Monochromatic illustration of a brain in anterior view, with a green circle overlaid on the brainstem area.

Migraine - Research

3 MIN

Updates on research in migraine pathophysiology: Oxytocin and inflammation

Supporting the advancement of basic science and clinical research has increasingly become a top priority in the headache field. At the virtual 14th European Headache Federation (EHF) Congress held 29 June – 2 July 2020, Dr. Kristian Haanes (Rigshospitalet, Glostrup, Denmark) and Ms. Fahimeh Martami (Tehran University of Medical Sciences, Tehran, Iran, on behalf of Professor Mansoureh Togha) presented posters on their latest research results addressing newly developing aspects of migraine pathophysiology.

A possible role for oxytocin in the trigeminal system

The hypothalamus is a key brain area that serves as a brain-hormonal interface,1 and recent imaging studies have implicated the hypothalamus as a potentially relevant locus to the beginning of migraine attacks.1 Oxytocin is a hormone localized in the magnocellular nuclei in the hypothalamus with analgesic effects.2 Although its role in headache is yet unclear, in vitro experiments have demonstrated that trigeminal ganglia neuron activity and calcitonin gene-related peptide (CGRP) release can be inhibited by oxytocin.2

Dr. Kristian Haanes and colleagues investigated whether oxytocin and the oxytocin receptor (OTR) were detectable in the trigeminal system, and whether they could modify the ganglion activity of CGRP. Immunocytochemistry in rat cells revealed that satellite glial cells surrounding neuronal cell bodies were consistently stained with anti-oxytocin antibodies, of which some were also stained with anti-OTR antibodies, suggesting co-localization in the trigeminal ganglion, according to Dr. Haanes. He reported that oxytocin did not significantly affect CGRP release from isolated trigeminal ganglia nor dura mater in rats when measured by enzyme-linked immunosorbent assays (ELISA). He also showed via arterial wire micrography that oxytocin contracted isolated segments of various rat arteries.

Dr. Haanes claimed that this is the first time that a rich distribution of the oxytocin system has been demonstrated in the trigeminal ganglia. He concluded that although many mechanistic questions remain, oxytocin may act in the trigeminal ganglia and affect pain transmission, which may help explain hormonal influences in migraine and offer novel targets for migraine treatment in the future.

Are inflammatory cytokines involved in migraine pathogenesis?
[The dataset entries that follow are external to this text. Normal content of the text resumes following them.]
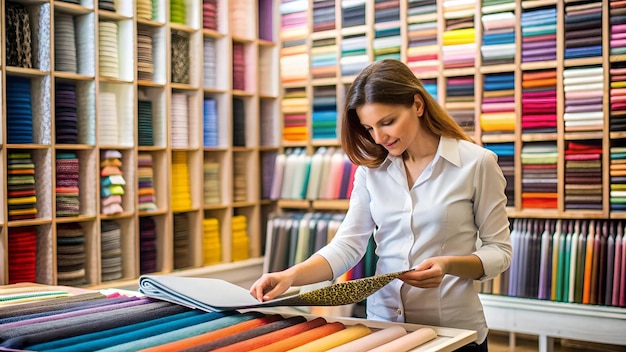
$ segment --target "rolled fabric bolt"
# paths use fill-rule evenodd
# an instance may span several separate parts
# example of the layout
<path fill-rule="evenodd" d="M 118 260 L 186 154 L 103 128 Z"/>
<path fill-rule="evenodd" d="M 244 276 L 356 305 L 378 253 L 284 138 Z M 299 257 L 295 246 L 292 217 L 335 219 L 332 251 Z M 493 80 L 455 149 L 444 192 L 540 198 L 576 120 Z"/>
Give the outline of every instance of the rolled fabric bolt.
<path fill-rule="evenodd" d="M 344 343 L 369 335 L 371 332 L 370 328 L 363 324 L 352 325 L 334 334 L 291 349 L 289 352 L 325 352 L 333 347 L 341 346 Z"/>
<path fill-rule="evenodd" d="M 398 325 L 390 326 L 388 328 L 378 330 L 370 335 L 363 336 L 360 339 L 345 343 L 341 346 L 331 348 L 326 352 L 366 352 L 372 348 L 384 345 L 397 338 L 405 336 L 406 330 Z"/>
<path fill-rule="evenodd" d="M 393 340 L 382 346 L 371 349 L 370 352 L 405 352 L 410 351 L 417 346 L 421 346 L 437 337 L 435 330 L 431 328 L 417 329 L 411 333 Z"/>

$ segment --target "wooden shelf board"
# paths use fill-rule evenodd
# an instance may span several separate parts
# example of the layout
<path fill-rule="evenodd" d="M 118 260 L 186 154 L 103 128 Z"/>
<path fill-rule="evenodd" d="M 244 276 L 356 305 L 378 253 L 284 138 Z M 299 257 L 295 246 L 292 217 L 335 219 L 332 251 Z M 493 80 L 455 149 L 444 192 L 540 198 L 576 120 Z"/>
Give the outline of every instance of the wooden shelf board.
<path fill-rule="evenodd" d="M 302 200 L 279 199 L 276 202 L 276 205 L 279 208 L 285 208 L 285 209 L 308 209 L 311 206 L 310 202 L 306 199 L 302 199 Z"/>
<path fill-rule="evenodd" d="M 556 68 L 556 60 L 522 62 L 520 64 L 520 68 L 522 69 L 522 71 L 552 69 Z"/>
<path fill-rule="evenodd" d="M 67 217 L 56 217 L 54 221 L 57 224 L 60 223 L 73 223 L 73 222 L 87 222 L 87 221 L 95 221 L 95 215 L 79 215 L 79 216 L 67 216 Z"/>
<path fill-rule="evenodd" d="M 314 87 L 319 86 L 336 86 L 338 83 L 337 77 L 331 78 L 314 78 L 311 80 L 311 85 Z"/>
<path fill-rule="evenodd" d="M 556 133 L 522 133 L 522 142 L 551 142 L 557 140 Z"/>
<path fill-rule="evenodd" d="M 170 83 L 170 87 L 172 88 L 173 91 L 176 91 L 176 90 L 197 91 L 198 90 L 197 86 L 193 86 L 187 83 Z"/>
<path fill-rule="evenodd" d="M 95 149 L 94 145 L 89 144 L 55 144 L 55 149 L 64 149 L 64 150 L 93 150 Z"/>
<path fill-rule="evenodd" d="M 43 149 L 51 148 L 51 146 L 47 144 L 5 144 L 4 147 L 6 149 L 32 149 L 32 150 L 43 150 Z"/>
<path fill-rule="evenodd" d="M 169 23 L 170 25 L 170 29 L 171 30 L 176 30 L 176 31 L 181 31 L 181 32 L 185 32 L 188 34 L 193 34 L 196 33 L 198 31 L 198 29 L 190 27 L 186 24 L 180 24 L 180 23 Z"/>
<path fill-rule="evenodd" d="M 439 78 L 439 71 L 423 71 L 423 72 L 416 72 L 415 75 L 419 78 L 419 79 L 433 79 L 433 78 Z"/>
<path fill-rule="evenodd" d="M 337 31 L 334 29 L 329 29 L 326 31 L 313 32 L 309 35 L 311 40 L 319 40 L 319 39 L 335 39 L 337 36 Z"/>
<path fill-rule="evenodd" d="M 132 150 L 133 147 L 128 145 L 99 145 L 98 149 Z"/>
<path fill-rule="evenodd" d="M 166 150 L 167 150 L 167 147 L 159 146 L 159 145 L 154 145 L 154 146 L 140 145 L 140 146 L 137 146 L 137 151 L 140 151 L 140 152 L 164 152 Z"/>
<path fill-rule="evenodd" d="M 121 15 L 117 12 L 98 9 L 98 18 L 101 20 L 126 21 L 132 20 L 132 17 Z"/>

The role of inflammation and inflammatory markers or cytokines in migraine has been speculated, though evidence in humans is still scarce.3 Particularly, a numbers of studies have reported fluctuations or an increase in levels of proinflammatory markers C-reactive protein (CRP)4 and tumor necrosis factor (TNF)3 in relation to migraine attacks.

Prof. Togha and colleagues examined the serum levels of CRP and TNF-alpha among patients with episodic migraine (EM) or chronic migraine (CM), along with control subjects who were headache-free. In total, 43 patients with migraine and 40 control subjects were assessed. She found that patients with migraine had significantly higher serum levels of TNF-alpha compared to headache-free participants, while no such differences were seen for levels of CRP. She reported that significant differences were not observed between patients with EM and patients with CM in either CRP or TNF-alpha levels.

In a short accompanying presentation, Ms. Martami added that there were significantly higher odds—a more than two-fold likelihood—of developing migraine for those with higher TNF-alpha levels, after considering potential confounding variables. She remarked that their findings “support the hypothesis that the inflammatory state is related to migraine pathogenesis, and that this effect may be beyond migraine progression,” though larger and more detailed studies are necessary to make further progress in understanding mechanistic details.

Novel research continues to elucidate the unknowns around migraine pathophysiology

Many questions still remain on how the oxytocin system or inflammation can affect the onset of migraine attacks, and whether their pathophysiological roles in the context of migraine can lead to the development of effective treatment options—only further research will hold the key.

References
  1. May A, Burstein R. Hypothalamic regulation of headache and migraine. Cephalalgia 2019;39(13):1710–9.

  2. Tzabazis A, Kori S, Mechanic J, et al. Oxytocin and Migraine Headache. Headache 2017;57 Suppl 2:64–75.

  3. Edvinsson L, Haanes KA, Warfvinge K. Does inflammation have a role in migraine? Nat Rev Neurol 2019;15(8):483–90.

  4. Hagen K, Stovner LJ, Nilsen KB, Kristoffersen ES, Winsvold BS. The impact of C-reactive protein levels on headache frequency in the HUNT study 2006-2008. BMC Neurol 2019;19(1):229.